Lisboa, 26 Abr (Lusa) - O presidente da Comissão Interministerial sobre Macau, António Santana Carlos, disse hoje à Agência Lusa que a manutenção da ordem pública no território, depois de 1999, será da responsabilidade do Governo da futura Região Administrativa Especial (RAEM), nos termos da Declaração Conjunta.

O diplomata referiu que "têm havido contactos nas capitais - Lisboa e Pequim - sobre questões de estacionamento de tropas depois 20 de Dezembro de 1999, tendo ate ao presente representantes chineses informado que o referido destacamento se destina a assegurar responsabilidades de defesa que são da competência do Governo central".

"As tropas chinesas assegurarão a defesa da futura RAE de Macau. Essa competência está prevista na Declaração Conjunta, mas a manutenção da ordem pública é da responsabilidade do Governo da futura RAEM, de acordo também com a Declaração Conjunta".
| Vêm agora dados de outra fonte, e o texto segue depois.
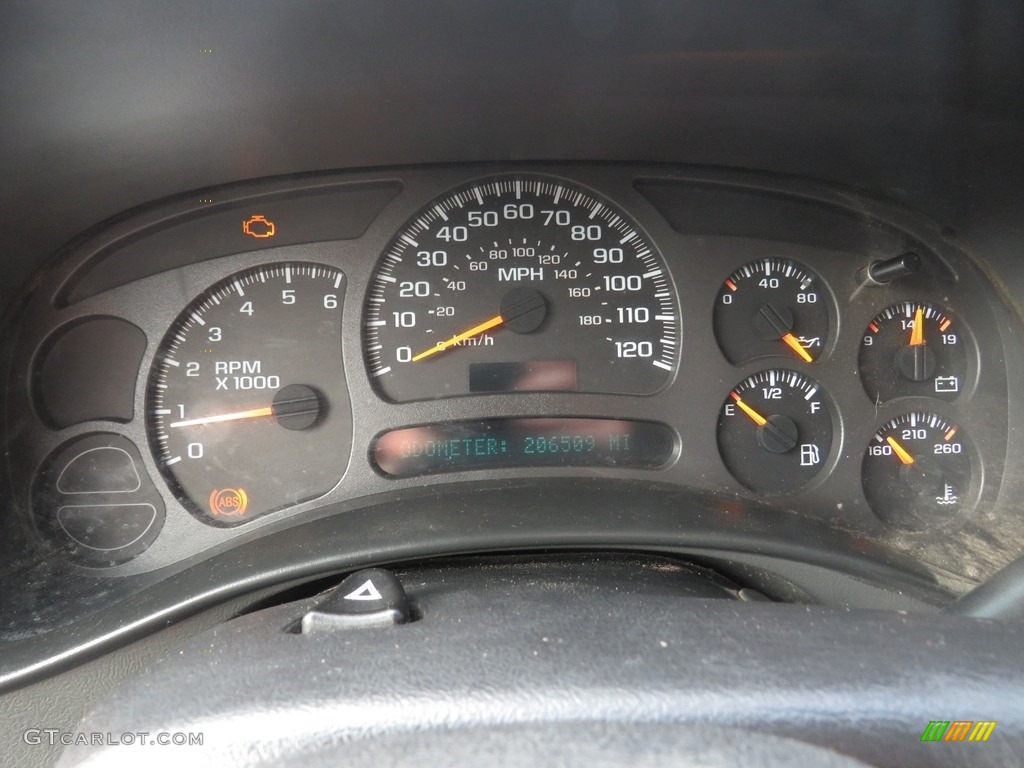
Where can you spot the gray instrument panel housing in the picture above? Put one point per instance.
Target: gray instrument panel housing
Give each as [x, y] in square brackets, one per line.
[689, 503]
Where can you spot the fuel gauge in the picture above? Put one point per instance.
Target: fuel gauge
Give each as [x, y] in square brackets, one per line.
[916, 471]
[775, 431]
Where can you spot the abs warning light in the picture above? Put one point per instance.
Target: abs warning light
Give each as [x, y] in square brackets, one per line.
[228, 503]
[259, 226]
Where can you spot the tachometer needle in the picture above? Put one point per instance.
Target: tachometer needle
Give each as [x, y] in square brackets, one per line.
[237, 416]
[758, 418]
[795, 344]
[474, 331]
[899, 451]
[918, 334]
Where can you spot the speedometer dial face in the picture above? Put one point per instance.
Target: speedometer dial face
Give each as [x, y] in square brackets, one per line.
[247, 404]
[520, 284]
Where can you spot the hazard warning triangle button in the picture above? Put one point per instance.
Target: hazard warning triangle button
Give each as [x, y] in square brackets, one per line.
[373, 597]
[366, 592]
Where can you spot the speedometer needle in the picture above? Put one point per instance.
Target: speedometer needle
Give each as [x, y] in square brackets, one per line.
[237, 416]
[474, 331]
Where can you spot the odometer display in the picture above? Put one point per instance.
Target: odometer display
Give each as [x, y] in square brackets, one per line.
[523, 442]
[520, 284]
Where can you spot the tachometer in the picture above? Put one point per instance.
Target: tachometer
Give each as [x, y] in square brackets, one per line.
[247, 403]
[520, 284]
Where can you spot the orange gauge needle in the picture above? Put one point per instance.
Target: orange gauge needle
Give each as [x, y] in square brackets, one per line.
[758, 418]
[899, 450]
[795, 344]
[237, 416]
[918, 334]
[474, 331]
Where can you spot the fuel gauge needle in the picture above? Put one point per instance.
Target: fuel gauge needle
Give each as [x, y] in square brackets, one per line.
[758, 418]
[900, 452]
[237, 416]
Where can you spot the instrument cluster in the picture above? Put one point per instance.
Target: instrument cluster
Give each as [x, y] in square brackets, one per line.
[496, 323]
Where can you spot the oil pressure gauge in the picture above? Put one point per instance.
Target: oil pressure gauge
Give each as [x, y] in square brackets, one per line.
[775, 431]
[913, 349]
[771, 307]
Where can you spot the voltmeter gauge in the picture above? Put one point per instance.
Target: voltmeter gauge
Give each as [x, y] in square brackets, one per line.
[771, 307]
[913, 349]
[918, 471]
[775, 431]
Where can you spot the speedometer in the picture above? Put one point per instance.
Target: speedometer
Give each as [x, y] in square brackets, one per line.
[520, 284]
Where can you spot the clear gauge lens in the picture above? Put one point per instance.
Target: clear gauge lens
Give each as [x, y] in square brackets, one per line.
[775, 431]
[918, 471]
[910, 349]
[771, 307]
[520, 284]
[247, 403]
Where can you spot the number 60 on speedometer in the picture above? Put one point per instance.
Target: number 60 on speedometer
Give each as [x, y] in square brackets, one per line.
[520, 284]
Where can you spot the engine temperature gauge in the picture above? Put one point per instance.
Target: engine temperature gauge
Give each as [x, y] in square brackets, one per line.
[775, 431]
[913, 348]
[916, 471]
[771, 307]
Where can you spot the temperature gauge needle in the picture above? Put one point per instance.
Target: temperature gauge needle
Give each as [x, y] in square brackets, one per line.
[758, 418]
[498, 320]
[899, 450]
[794, 343]
[918, 334]
[257, 413]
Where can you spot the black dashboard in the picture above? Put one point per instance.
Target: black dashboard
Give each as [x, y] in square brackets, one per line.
[757, 355]
[583, 317]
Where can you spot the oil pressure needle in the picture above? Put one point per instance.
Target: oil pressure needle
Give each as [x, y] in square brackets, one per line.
[795, 344]
[899, 450]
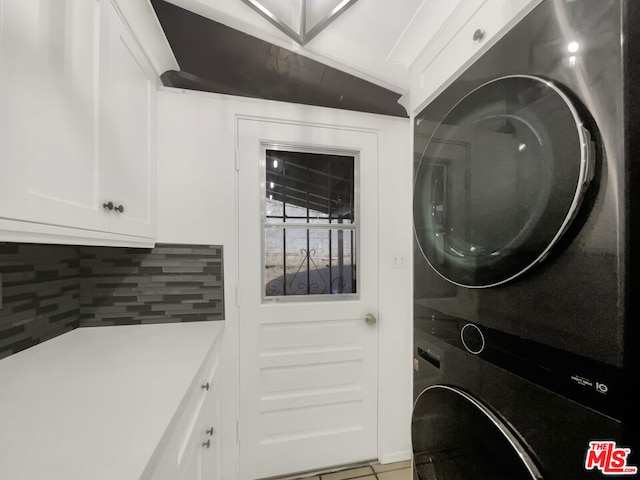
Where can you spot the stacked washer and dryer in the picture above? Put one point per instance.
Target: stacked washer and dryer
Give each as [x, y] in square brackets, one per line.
[526, 217]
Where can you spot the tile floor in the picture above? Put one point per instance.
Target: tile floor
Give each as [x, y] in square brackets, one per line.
[368, 471]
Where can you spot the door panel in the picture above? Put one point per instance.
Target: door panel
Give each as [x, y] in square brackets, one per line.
[308, 368]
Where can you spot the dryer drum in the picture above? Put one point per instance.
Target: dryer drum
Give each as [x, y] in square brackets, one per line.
[500, 180]
[455, 436]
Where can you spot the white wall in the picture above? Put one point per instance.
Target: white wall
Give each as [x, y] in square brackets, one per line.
[197, 203]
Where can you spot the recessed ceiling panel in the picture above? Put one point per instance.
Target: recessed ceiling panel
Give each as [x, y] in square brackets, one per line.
[301, 20]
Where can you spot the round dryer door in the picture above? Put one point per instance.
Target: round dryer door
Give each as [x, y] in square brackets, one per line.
[455, 437]
[500, 180]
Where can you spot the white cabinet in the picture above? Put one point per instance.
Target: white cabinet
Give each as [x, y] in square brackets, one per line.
[77, 124]
[469, 32]
[127, 130]
[191, 448]
[49, 164]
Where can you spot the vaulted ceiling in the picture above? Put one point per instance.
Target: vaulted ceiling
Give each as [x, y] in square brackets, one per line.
[359, 62]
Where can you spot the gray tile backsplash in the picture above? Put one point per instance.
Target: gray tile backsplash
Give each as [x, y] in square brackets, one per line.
[51, 289]
[171, 283]
[41, 293]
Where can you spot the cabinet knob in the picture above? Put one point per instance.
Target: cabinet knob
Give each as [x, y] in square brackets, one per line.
[478, 35]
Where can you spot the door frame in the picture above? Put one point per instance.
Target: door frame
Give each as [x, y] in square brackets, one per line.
[352, 142]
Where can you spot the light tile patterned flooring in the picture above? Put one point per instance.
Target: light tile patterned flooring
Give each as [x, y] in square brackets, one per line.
[370, 471]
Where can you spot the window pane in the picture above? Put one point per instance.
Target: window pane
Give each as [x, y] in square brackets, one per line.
[309, 187]
[308, 261]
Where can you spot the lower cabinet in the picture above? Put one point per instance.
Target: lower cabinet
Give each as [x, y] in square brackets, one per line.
[190, 450]
[202, 461]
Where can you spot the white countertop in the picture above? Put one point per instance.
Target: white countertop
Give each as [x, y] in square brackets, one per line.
[94, 403]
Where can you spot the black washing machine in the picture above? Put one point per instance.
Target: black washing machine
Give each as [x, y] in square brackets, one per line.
[525, 220]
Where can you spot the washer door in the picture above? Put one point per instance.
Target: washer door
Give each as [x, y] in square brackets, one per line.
[455, 437]
[500, 181]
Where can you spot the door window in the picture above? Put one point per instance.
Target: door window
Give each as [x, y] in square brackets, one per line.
[310, 224]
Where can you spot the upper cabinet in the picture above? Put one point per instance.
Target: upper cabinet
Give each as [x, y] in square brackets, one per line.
[127, 130]
[77, 126]
[49, 163]
[467, 33]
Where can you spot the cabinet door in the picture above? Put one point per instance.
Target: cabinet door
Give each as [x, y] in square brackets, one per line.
[127, 129]
[48, 113]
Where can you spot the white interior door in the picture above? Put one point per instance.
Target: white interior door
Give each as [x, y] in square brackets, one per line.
[308, 366]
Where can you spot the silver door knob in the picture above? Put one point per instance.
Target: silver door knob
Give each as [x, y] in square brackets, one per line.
[370, 318]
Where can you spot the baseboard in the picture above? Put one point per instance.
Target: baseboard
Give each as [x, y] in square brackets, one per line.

"Vamos continuar a discutir esta questão ao nível das capitais e a defender, naturalmente, a letra e o espírito da Declaração Conjunta", concluiu.

Estas declarações de Santana Carlos são uma reacção a uma notícia difundida hoje pela agência noticiosa oficial chinesa sobre o estatuto da guarnição militar da futura RAEM que é definido num  projecto de lei apresentado ao Comité Permanente da Assembleia Nacional Popular pelo chefe do Estado-Maior das Forças Armadas Chinesas, general Fu Quanyou.

A Comissão Militar Central, presidida pelo secretário-geral do Partido Comunista Chinês (PCC) e Chefe de Estado, Jiang Zemin, "controlará as tropas estacionadas em Macau e decidirá o número dos  seus efectivos, segundo as necessidades de defesa" do território, segundo o projecto de lei.

De acordo com o diploma citado pela Nova China, o Governo da futura RAEM e o comando da guarnição "não interferirão nos assuntos internos de cada um", mas, "se for necessário", as  autoridades locais "podem requerer apoio militar das tropas para (manter) a estabilidade social e o combate a calamidades".

A Lei sobre a Guarnição Militar da RAEM, idêntica à que já vigora em Hong Kong, deverá ser aprovada no início do Verão.

Macau será integrado na República Popular da China no dia 20 de Dezembro, com o mesmo estatuto de Hong Kong e também segundo a fórmula "um país, dois sistemas".